Books24x7 Neural Smithing: Supervised Learning in Feedforward Artificial Neural Networks

5.6 Remarks

To reiterate, back-propagation refers to (1) an efficient method to calculate derivatives of the training error with respect to the weights, and (2) a training algorithm that uses those derivatives to adjust the weights to minimize the error. Other optimization methods can be used to update the weights, so it is not uncommon to hear of a network trained by, say, the conjugate gradient method using back-propagation to calculate the gradient.

Confusion may arise because the term back-propagation network is sometimes used to refer to a standard multilayer network trained by back-propagation. Although most people understand the term, it is not strictly correct because (1) the same network could be trained by other methods and (2) back-propagation can be used to train other types of networks. Back-propagation is simply one method, albeit the most common, for training these types of networks.

Although the algorithm is usually derived for a fully connected layered network, it can be applied to networks with arbitrary feedforward structure. Any number of weights can be held constant. It is also possible for internal nodes to have targets. This may be useful when it is known that the network must compute some intermediate function in order to calculate the final desired output. In this case, the node delta is the sum of deltas obtained by considering it as both an output node and a hidden node. (Section 16.10 discusses the use of this sort of information as hint functions.)

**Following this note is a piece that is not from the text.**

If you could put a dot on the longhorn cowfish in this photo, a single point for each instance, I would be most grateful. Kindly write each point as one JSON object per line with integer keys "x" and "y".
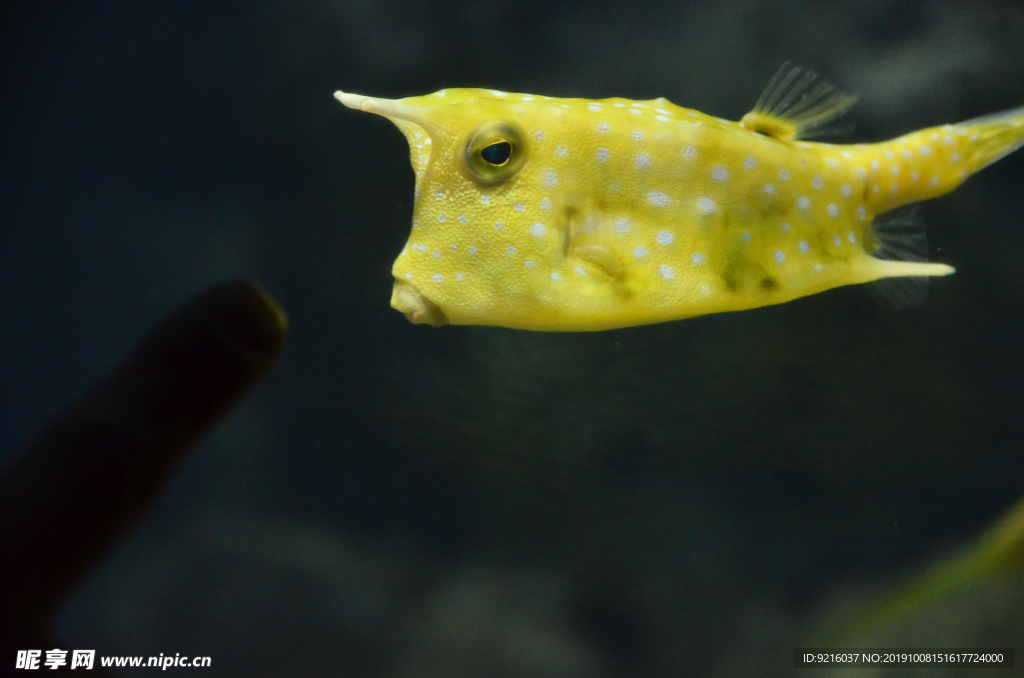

The thing that makes back-propagation more than a simple application of the derivative chain-rule is the ordering of the calculations. A naive application of the chain-rule separately for each of the W weights in a network could result in an 0(W²) time algorithm: 0(W) time to calculate ∂E/∂W for a single weight multiplied by the W weights in the network. Back-propagation, in contrast, is an 0(W) time algorithm. Bishop [44] likens the practical importance of this difference to that of the fast Fourier transform (FFT).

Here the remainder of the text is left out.